A little over a month ago, Femme, a show solely about women, was on display in the Silber Art Gallery.
The current show, entitled Virilit-HE, is about the other side of the binary – masculinity. The title of the gallery is from the word “virility,” which according to the Oxford English Dictionary is defined as “mature or fully developed manhood or masculine force.” As a (self-absorbed) woman, I have never given much thought to what constitutes a ‘man.’ Therefore, I used my leisurely stroll through Silber to educate myself on what challenges people identifying as male face throughout their lives. An interesting fact about Virilit-HE is that the artists are both male and female.
There are a few artists whose work particularly struck me.

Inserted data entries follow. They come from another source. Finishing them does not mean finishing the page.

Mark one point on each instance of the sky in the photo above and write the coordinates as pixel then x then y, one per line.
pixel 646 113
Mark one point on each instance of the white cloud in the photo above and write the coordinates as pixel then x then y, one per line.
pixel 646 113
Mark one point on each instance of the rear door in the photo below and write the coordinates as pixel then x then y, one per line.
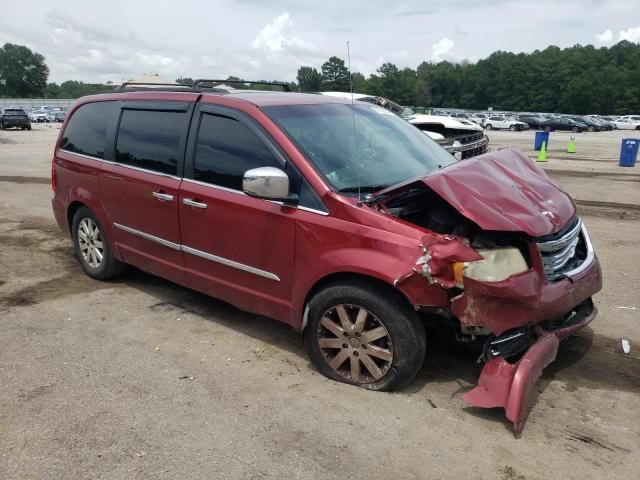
pixel 236 247
pixel 140 185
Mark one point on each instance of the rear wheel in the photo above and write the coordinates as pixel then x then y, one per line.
pixel 363 334
pixel 93 248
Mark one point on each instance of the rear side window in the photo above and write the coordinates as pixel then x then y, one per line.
pixel 150 139
pixel 226 149
pixel 86 132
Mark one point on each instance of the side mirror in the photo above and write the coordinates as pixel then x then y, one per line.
pixel 269 183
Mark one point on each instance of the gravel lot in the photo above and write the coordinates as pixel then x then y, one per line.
pixel 140 378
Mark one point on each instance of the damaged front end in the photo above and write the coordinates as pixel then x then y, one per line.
pixel 515 361
pixel 514 264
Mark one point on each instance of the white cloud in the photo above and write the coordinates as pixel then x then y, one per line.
pixel 274 39
pixel 605 37
pixel 270 40
pixel 441 48
pixel 631 34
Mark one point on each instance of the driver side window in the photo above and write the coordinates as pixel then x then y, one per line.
pixel 226 149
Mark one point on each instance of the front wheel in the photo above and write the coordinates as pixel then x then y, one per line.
pixel 93 248
pixel 366 335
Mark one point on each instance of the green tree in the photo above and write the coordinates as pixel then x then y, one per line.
pixel 23 73
pixel 335 75
pixel 309 79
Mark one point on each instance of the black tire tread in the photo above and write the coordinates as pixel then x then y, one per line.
pixel 111 267
pixel 402 322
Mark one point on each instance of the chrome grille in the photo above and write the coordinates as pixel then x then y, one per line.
pixel 564 252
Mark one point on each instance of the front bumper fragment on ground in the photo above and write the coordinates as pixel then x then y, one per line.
pixel 509 385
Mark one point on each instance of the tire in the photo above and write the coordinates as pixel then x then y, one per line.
pixel 399 350
pixel 83 227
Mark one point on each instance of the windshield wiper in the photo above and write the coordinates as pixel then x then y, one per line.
pixel 363 188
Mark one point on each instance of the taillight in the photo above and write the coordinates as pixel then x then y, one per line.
pixel 53 173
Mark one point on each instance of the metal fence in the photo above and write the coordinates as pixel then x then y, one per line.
pixel 36 102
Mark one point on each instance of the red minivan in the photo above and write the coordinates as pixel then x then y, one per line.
pixel 336 217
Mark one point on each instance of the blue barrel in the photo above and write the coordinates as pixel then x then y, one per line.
pixel 541 137
pixel 629 152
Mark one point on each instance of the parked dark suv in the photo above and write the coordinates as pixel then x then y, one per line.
pixel 338 218
pixel 14 117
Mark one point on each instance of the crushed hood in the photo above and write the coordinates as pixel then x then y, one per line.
pixel 502 191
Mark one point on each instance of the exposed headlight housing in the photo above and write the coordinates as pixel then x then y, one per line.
pixel 497 264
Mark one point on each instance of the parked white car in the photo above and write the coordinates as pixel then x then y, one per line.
pixel 458 136
pixel 628 123
pixel 496 122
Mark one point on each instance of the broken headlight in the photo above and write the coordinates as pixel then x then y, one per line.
pixel 497 264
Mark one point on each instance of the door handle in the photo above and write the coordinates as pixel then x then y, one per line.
pixel 163 197
pixel 192 203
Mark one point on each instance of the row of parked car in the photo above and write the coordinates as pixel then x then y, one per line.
pixel 23 117
pixel 47 114
pixel 550 122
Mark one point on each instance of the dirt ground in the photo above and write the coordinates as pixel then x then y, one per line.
pixel 140 378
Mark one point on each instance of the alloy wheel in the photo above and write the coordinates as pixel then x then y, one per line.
pixel 355 343
pixel 91 243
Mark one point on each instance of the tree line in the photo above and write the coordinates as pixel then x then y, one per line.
pixel 579 79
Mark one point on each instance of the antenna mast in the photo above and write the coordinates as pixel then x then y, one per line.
pixel 350 76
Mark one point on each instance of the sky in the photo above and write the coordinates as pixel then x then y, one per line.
pixel 118 40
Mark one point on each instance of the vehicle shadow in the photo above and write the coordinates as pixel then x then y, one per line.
pixel 173 297
pixel 446 362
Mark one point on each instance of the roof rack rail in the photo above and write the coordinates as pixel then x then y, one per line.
pixel 200 81
pixel 151 85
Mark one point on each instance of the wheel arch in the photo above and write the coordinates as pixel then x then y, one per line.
pixel 341 278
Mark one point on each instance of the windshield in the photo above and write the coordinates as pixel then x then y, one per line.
pixel 359 147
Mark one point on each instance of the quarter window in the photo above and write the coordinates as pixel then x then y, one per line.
pixel 150 139
pixel 226 149
pixel 86 132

I found myself captivated by Camden Place’s photographs and videos for nearly fifteen minutes. At first glance, Place’s photographs look like any other childhood photo you may keep in an album. Take a closer look, and you’ll see something a little off. Hiding in the backgrounds, in the corners, or right next to Place are well-placed celebrities and public figures, from “Mrs. Doubtfire” to Macaulay Culkin, as “his work strives to draw attention to this exchange between designed characters and [a] personal sense of identity by focusing on the way these figures have influenced their own visions of self.” Alongside his photographs, home videos of Place as a child play on a television set.
One of the female artists, Lisa Dillin, highlights a popular facet of masculinity – body hair. Body hair, especially facial hair, often helps create an idea of a rugged, mountain man in our culture. Our culture also typically associates body hair with the concept of the caveman. While I have to say facial hair is something I’m personally most attracted to in a man, Dillin looks deeper than the physical and looks at body hair “to send a message of quiet rebellion against the constraints of the contemporary societal construct.” Her photograph of a group of men cleanly dressed in business suits and ties sharply contrasts with their thick facial hair.
While browsing the Silber, I felt myself questioning my own opinions on what it means to be a man, and conversely (though perhaps not as conversely as many of us think), what it means to be a woman. Why are these two ideas so mutually exclusive? Laura Amussen, the curator of Virilit-HE, writes “While women’s gender roles continue to expand … ideas about masculinity remain stagnant. Dominance, strength, and aggression remain the leading characteristics associated with masculinity, therefore neglecting the very important emotional needs of men: vulnerability, compassion, and self-worth.” The human condition, which is powerfully displayed in this gallery, does not discriminate.
Virilit-HE runs in the Silber Gallery until May 4, Tuesdays through Sundays, from 11 a.m.-4 p.m.